Whatever dark energy is, it seems to be inhibiting the clusters' growth.
"What we find is that the growth of structure has slowed down during the last 5 1/2 billion years, and this is unmistakably a signature of dark energy," said Alexey Vikhlinin, lead author of one of the new reports, to be published in the Astrophysical Journal.
In addition to offering a new line of sight on this mysterious phenomenon, the research supports the interpretation of dark energy as a "cosmological constant," a force that permeates empty space and, bizarrely, has precisely the opposite effect of gravity.
At the human scale, dark energy is imperceptibly weak. But even the weakest of forces can add up to something powerful when the scale becomes cosmic, and all that vast, empty space between the galaxies is thrown into the mix.
"Even nothing, even empty space, weighs something, and because in our universe we've got a lot of nothing, it has a major effect on our evolution and causes space itself to accelerate," said David Spergel, an astrophysicist at Princeton University.
What remains unclear is what dark energy is, exactly.
"We've discovered this incredible dark energy; we don't understand what the hell it is," said Lawrence M. Krauss, a physicist at Arizona State University.
The universe as we know it is believed to have sparked into existence about 13.7 billion years ago. From that initial big bang onward, it expanded, but until about 5 billion years ago gravity dominated the show, gradually slowing the expansion. Then dark energy became the more powerful actor, and the expansion began to accelerate as surely as if someone had put pedal to the metal.
All manner of theories, some involving hidden dimensions and exotic particles, have been tossed around to account for dark energy. One possible solution would be to revise, or even toss out, Einstein's general theory of relativity. The theory holds that gravity is a function of the geometry of four-dimensional "space-time." Matter, as physicists like to say, tells space-time how to curve, and space-time tells matter how to move. The theory is so well established that GPS navigation devices have to account for the curvature of space-time to remain accurate.
But although general relativity is used all the time in modern cosmology, there have been suggestions that it breaks down at the cosmic scale.
"It's never been proved right on the scale of the observable universe," Spergel said.
The most famous confirmation of the theory came in 1919 when, during an eclipse, astronomers measured the way the sun bent the light from a star behind it. If the classical laws of physics developed by Sir Isaac Newton were correct, the sun's gravity should have deflected the starlight to a small but predictable degree. Einstein, with his tale of curved space, predicted twice as much deflection. When astronomers showed that Einstein was right, he became an instant global icon.

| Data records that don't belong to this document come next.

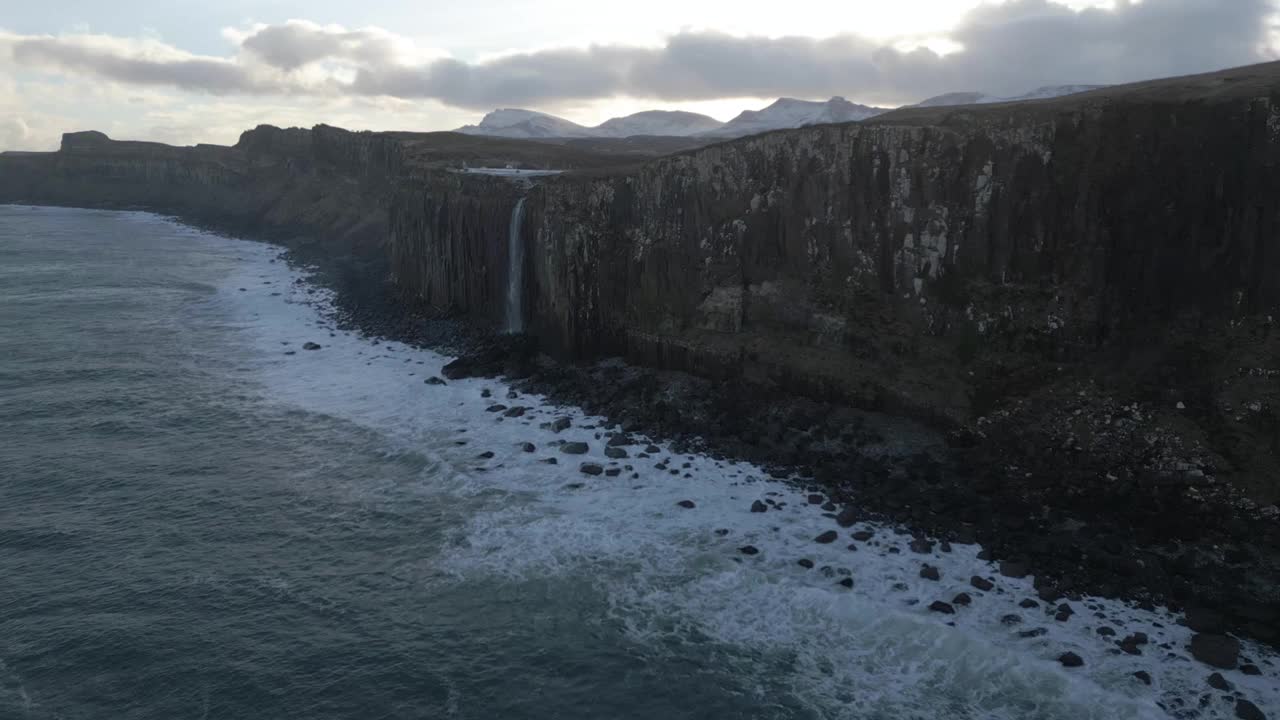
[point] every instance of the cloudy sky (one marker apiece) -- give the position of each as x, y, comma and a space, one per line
181, 71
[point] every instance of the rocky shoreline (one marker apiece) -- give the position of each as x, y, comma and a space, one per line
1102, 523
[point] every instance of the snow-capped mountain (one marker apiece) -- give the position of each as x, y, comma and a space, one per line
658, 122
784, 113
533, 124
525, 123
790, 113
983, 99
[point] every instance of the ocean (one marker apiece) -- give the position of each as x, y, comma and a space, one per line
199, 518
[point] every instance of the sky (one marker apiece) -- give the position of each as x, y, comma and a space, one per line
186, 72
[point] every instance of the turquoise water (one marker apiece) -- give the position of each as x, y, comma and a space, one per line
201, 519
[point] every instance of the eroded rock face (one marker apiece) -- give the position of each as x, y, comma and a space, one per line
881, 263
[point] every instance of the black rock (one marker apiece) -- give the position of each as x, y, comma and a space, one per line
1203, 620
1219, 683
1217, 651
920, 546
1070, 660
846, 518
1246, 710
1010, 569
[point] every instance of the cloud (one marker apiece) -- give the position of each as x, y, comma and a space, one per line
14, 133
1004, 49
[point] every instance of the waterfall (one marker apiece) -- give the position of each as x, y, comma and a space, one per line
516, 272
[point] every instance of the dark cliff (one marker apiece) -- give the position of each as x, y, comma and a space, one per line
1083, 290
929, 261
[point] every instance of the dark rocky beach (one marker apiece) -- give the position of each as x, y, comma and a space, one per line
1088, 386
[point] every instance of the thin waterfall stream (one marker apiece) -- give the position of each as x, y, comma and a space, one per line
516, 270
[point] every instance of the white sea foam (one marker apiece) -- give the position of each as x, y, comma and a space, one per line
671, 578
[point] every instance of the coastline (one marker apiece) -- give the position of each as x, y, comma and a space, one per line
995, 620
1075, 531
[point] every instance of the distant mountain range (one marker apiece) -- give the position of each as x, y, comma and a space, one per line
784, 113
983, 99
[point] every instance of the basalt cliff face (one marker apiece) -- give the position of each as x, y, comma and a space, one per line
935, 263
1082, 290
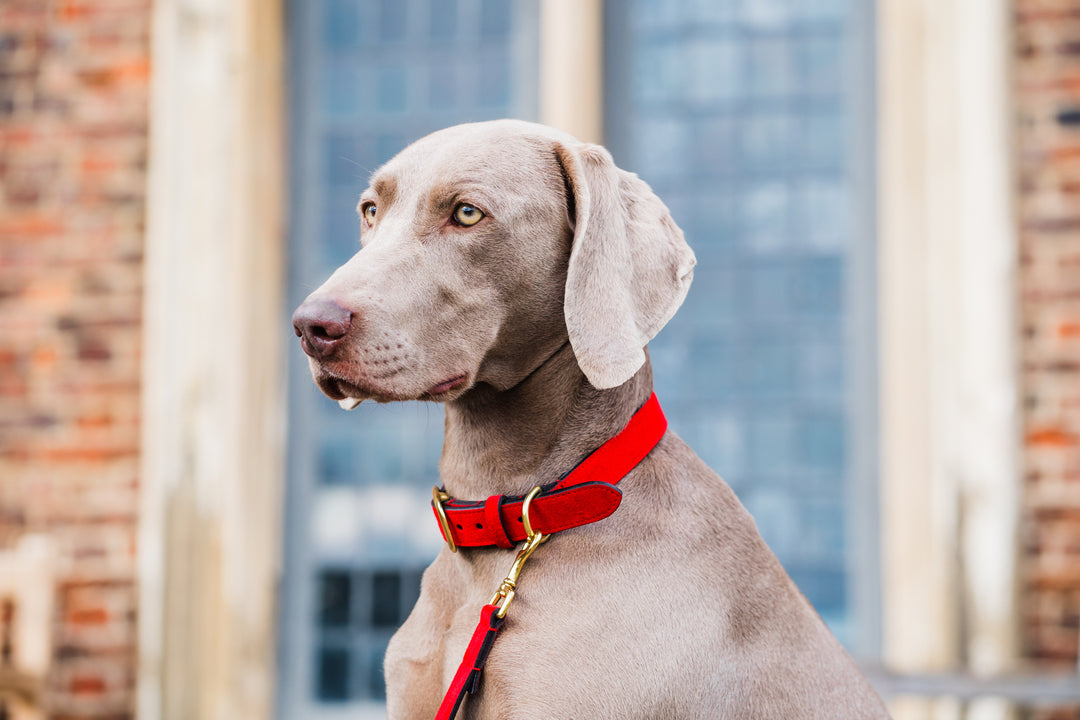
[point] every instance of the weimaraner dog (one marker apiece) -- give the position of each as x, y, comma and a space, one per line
516, 274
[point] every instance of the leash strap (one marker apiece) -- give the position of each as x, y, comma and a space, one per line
585, 494
467, 679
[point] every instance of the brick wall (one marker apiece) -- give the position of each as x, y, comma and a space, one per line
1048, 95
73, 95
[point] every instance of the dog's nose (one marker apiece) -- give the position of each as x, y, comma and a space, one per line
321, 324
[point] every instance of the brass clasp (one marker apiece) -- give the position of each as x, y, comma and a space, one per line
504, 595
437, 498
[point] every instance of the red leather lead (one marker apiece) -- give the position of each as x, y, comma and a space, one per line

The new findings, by bolstering general relativity once again, suggest it will be a while before Einstein's universe is revised the way he revised the Newtonian universe.
Hovering over the new research is the minor matter of the fate of the universe. If the universe continues to expand at an accelerating rate, Krauss has estimated, in about 100 billion to 1 trillion years, almost all the galaxies we see will be so far away they will vanish from sight. It will be a much darker universe.
But what will not happen, apparently, is the cosmic apocalypse that scientists call the big rip. That would occur if dark energy was strong enough to rend asunder all the stars, planets, moons, rocks, dust and even atomic nuclei, as well as any and all innocent bystanders. The new measurement shows dark energy at a level that will permit our immediate surroundings and galactic environment to survive.
"The accelerated expansion will proceed forever," Vikhlinin said, "but will probably not result in a big rip."